A metacharacter is used in → regular expressions. Metacharacters are one or more special characters that have a unique meaning in a search string and are not used in their literal interpretation in the search expression (e.g. ? = zero or one arbitrary character).

Metadata

Data that provide information about the raw data in a corpus. They usually include descriptions about the content, the authors/speakers or the time of creation of the raw data.

Neologism

A newly coined word at a given time.

Normalization

A process that adapts spelling variants to their standard form. Normalization is often used for e.g. spoken language data where pronunciations (and thus the form of the transcribed words) will vary.

Parsing

A type of linguistic → annotation. Parsing goes beyond the word level and is a form of annotation of higher-level syntactic relationships.

POS-tagging

A type of linguistic → annotation.

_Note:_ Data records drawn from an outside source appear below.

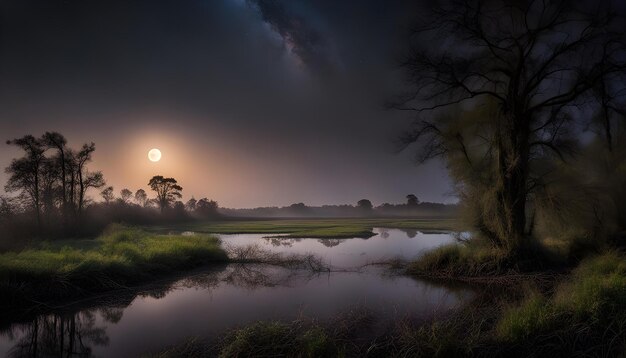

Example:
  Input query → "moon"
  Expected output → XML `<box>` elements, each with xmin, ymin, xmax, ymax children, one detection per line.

<box><xmin>148</xmin><ymin>148</ymin><xmax>162</xmax><ymax>162</ymax></box>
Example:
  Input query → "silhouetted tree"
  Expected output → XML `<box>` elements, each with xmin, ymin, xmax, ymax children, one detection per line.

<box><xmin>41</xmin><ymin>132</ymin><xmax>68</xmax><ymax>220</ymax></box>
<box><xmin>148</xmin><ymin>176</ymin><xmax>182</xmax><ymax>213</ymax></box>
<box><xmin>185</xmin><ymin>197</ymin><xmax>197</xmax><ymax>211</ymax></box>
<box><xmin>134</xmin><ymin>189</ymin><xmax>148</xmax><ymax>207</ymax></box>
<box><xmin>357</xmin><ymin>199</ymin><xmax>373</xmax><ymax>211</ymax></box>
<box><xmin>406</xmin><ymin>194</ymin><xmax>419</xmax><ymax>207</ymax></box>
<box><xmin>393</xmin><ymin>0</ymin><xmax>626</xmax><ymax>252</ymax></box>
<box><xmin>76</xmin><ymin>143</ymin><xmax>104</xmax><ymax>214</ymax></box>
<box><xmin>5</xmin><ymin>136</ymin><xmax>46</xmax><ymax>227</ymax></box>
<box><xmin>100</xmin><ymin>186</ymin><xmax>114</xmax><ymax>204</ymax></box>
<box><xmin>196</xmin><ymin>198</ymin><xmax>218</xmax><ymax>217</ymax></box>
<box><xmin>120</xmin><ymin>188</ymin><xmax>133</xmax><ymax>203</ymax></box>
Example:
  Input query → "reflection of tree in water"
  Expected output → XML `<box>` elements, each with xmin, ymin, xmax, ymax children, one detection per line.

<box><xmin>7</xmin><ymin>311</ymin><xmax>108</xmax><ymax>358</ymax></box>
<box><xmin>221</xmin><ymin>264</ymin><xmax>319</xmax><ymax>289</ymax></box>
<box><xmin>399</xmin><ymin>229</ymin><xmax>418</xmax><ymax>238</ymax></box>
<box><xmin>317</xmin><ymin>239</ymin><xmax>345</xmax><ymax>247</ymax></box>
<box><xmin>3</xmin><ymin>255</ymin><xmax>328</xmax><ymax>357</ymax></box>
<box><xmin>262</xmin><ymin>237</ymin><xmax>302</xmax><ymax>247</ymax></box>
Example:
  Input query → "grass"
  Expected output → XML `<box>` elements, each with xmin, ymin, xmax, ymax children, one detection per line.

<box><xmin>153</xmin><ymin>309</ymin><xmax>373</xmax><ymax>358</ymax></box>
<box><xmin>406</xmin><ymin>238</ymin><xmax>565</xmax><ymax>280</ymax></box>
<box><xmin>406</xmin><ymin>242</ymin><xmax>509</xmax><ymax>277</ymax></box>
<box><xmin>0</xmin><ymin>224</ymin><xmax>228</xmax><ymax>307</ymax></box>
<box><xmin>398</xmin><ymin>250</ymin><xmax>626</xmax><ymax>356</ymax></box>
<box><xmin>149</xmin><ymin>218</ymin><xmax>458</xmax><ymax>239</ymax></box>
<box><xmin>153</xmin><ymin>322</ymin><xmax>340</xmax><ymax>358</ymax></box>
<box><xmin>495</xmin><ymin>251</ymin><xmax>626</xmax><ymax>352</ymax></box>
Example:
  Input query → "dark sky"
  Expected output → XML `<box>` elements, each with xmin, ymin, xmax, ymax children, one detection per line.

<box><xmin>0</xmin><ymin>0</ymin><xmax>454</xmax><ymax>208</ymax></box>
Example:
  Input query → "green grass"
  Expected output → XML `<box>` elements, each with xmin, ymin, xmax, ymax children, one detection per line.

<box><xmin>484</xmin><ymin>251</ymin><xmax>626</xmax><ymax>356</ymax></box>
<box><xmin>218</xmin><ymin>321</ymin><xmax>338</xmax><ymax>358</ymax></box>
<box><xmin>407</xmin><ymin>238</ymin><xmax>564</xmax><ymax>278</ymax></box>
<box><xmin>149</xmin><ymin>218</ymin><xmax>458</xmax><ymax>239</ymax></box>
<box><xmin>406</xmin><ymin>241</ymin><xmax>510</xmax><ymax>277</ymax></box>
<box><xmin>153</xmin><ymin>311</ymin><xmax>375</xmax><ymax>358</ymax></box>
<box><xmin>0</xmin><ymin>224</ymin><xmax>228</xmax><ymax>306</ymax></box>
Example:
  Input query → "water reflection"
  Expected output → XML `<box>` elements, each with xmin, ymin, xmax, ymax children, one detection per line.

<box><xmin>222</xmin><ymin>228</ymin><xmax>457</xmax><ymax>267</ymax></box>
<box><xmin>5</xmin><ymin>312</ymin><xmax>107</xmax><ymax>358</ymax></box>
<box><xmin>0</xmin><ymin>229</ymin><xmax>469</xmax><ymax>357</ymax></box>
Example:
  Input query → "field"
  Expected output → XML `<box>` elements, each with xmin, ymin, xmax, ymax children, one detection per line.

<box><xmin>148</xmin><ymin>217</ymin><xmax>458</xmax><ymax>238</ymax></box>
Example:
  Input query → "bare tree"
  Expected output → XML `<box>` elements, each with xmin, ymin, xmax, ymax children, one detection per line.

<box><xmin>5</xmin><ymin>136</ymin><xmax>46</xmax><ymax>227</ymax></box>
<box><xmin>393</xmin><ymin>0</ymin><xmax>626</xmax><ymax>252</ymax></box>
<box><xmin>41</xmin><ymin>132</ymin><xmax>68</xmax><ymax>219</ymax></box>
<box><xmin>148</xmin><ymin>176</ymin><xmax>183</xmax><ymax>212</ymax></box>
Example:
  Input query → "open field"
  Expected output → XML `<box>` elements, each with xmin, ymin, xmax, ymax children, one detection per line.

<box><xmin>147</xmin><ymin>218</ymin><xmax>458</xmax><ymax>238</ymax></box>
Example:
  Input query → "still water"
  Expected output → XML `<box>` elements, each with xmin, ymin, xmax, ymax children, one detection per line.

<box><xmin>0</xmin><ymin>228</ymin><xmax>471</xmax><ymax>357</ymax></box>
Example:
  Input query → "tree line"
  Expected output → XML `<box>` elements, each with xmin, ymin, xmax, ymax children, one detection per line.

<box><xmin>220</xmin><ymin>194</ymin><xmax>456</xmax><ymax>218</ymax></box>
<box><xmin>0</xmin><ymin>133</ymin><xmax>219</xmax><ymax>242</ymax></box>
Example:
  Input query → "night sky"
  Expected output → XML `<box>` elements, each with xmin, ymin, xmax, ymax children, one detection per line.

<box><xmin>0</xmin><ymin>0</ymin><xmax>454</xmax><ymax>208</ymax></box>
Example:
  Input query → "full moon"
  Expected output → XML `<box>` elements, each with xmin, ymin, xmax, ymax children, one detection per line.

<box><xmin>148</xmin><ymin>148</ymin><xmax>162</xmax><ymax>162</ymax></box>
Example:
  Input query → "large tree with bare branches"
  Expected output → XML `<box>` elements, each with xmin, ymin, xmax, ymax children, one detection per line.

<box><xmin>393</xmin><ymin>0</ymin><xmax>626</xmax><ymax>252</ymax></box>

POS (short for part-of-speech) tags are used to give information about the word class of the items they are attached to.

Productivity

A term used in word-formation. It refers to the ability of an affix to coin new complex words. It can be measured e.g. by looking at → hapax legomena.

Regular expression

Also called regex or grep. It is a systematic formal notation for searching and analysing text files. It describes a search pattern in an underspecified way and uses → metacharacters.

Relative frequency

Also called normalized frequency. Relative frequencies calculate how often a linguistic item appears per x words of running text. Relative frequencies assume a ‘base of normalization’ which is normally one million words.

Representativeness

A → corpus can be called representative if its findings can be generalized to the larger population (i.e. language or language variety) it is supposed to represent. As such it is connected to how → balanced a corpus is.

Sampling

A method to select equal amounts of text in a → corpus. A corpus is a sample of a much larger population (i.e. language or language variety). Sampling is a way to ensure → representativeness.

Specialized corpus

A type of → corpus that aims at representing a certain variety of language and focusses on domain- or genre-specific language data. An example for a specialized corpus is the TIMES corpus. A specialized corpus is the opposite of a → generalized corpus.

Static corpus

Also called → sample corpus. A static corpus collects linguistic data over a given time frame. After completion the → corpus is not updated any further. An example for a static corpus is the BNC. The opposite of a static corpus is a → dynamic monitor corpus.

Tagset

A tagset is a list of all the word class labels (i.e. → POS tags) that were used in → annotating a → corpus.

Tokens

The overall number of linguistic items that occur in a → corpus.

Types

Number of unique linguistic items in a → corpus.

Type/Token ratio

The relationship of → types and → tokens in a given text. The ratio is an indicator of how varied a vocabulary is. The higher the ratio the more varied the vocabulary.

Treebank

A representation format in → parsing. The term is coined by Geoffrey Leech as this format employs tree structures to represent grammatical analyses.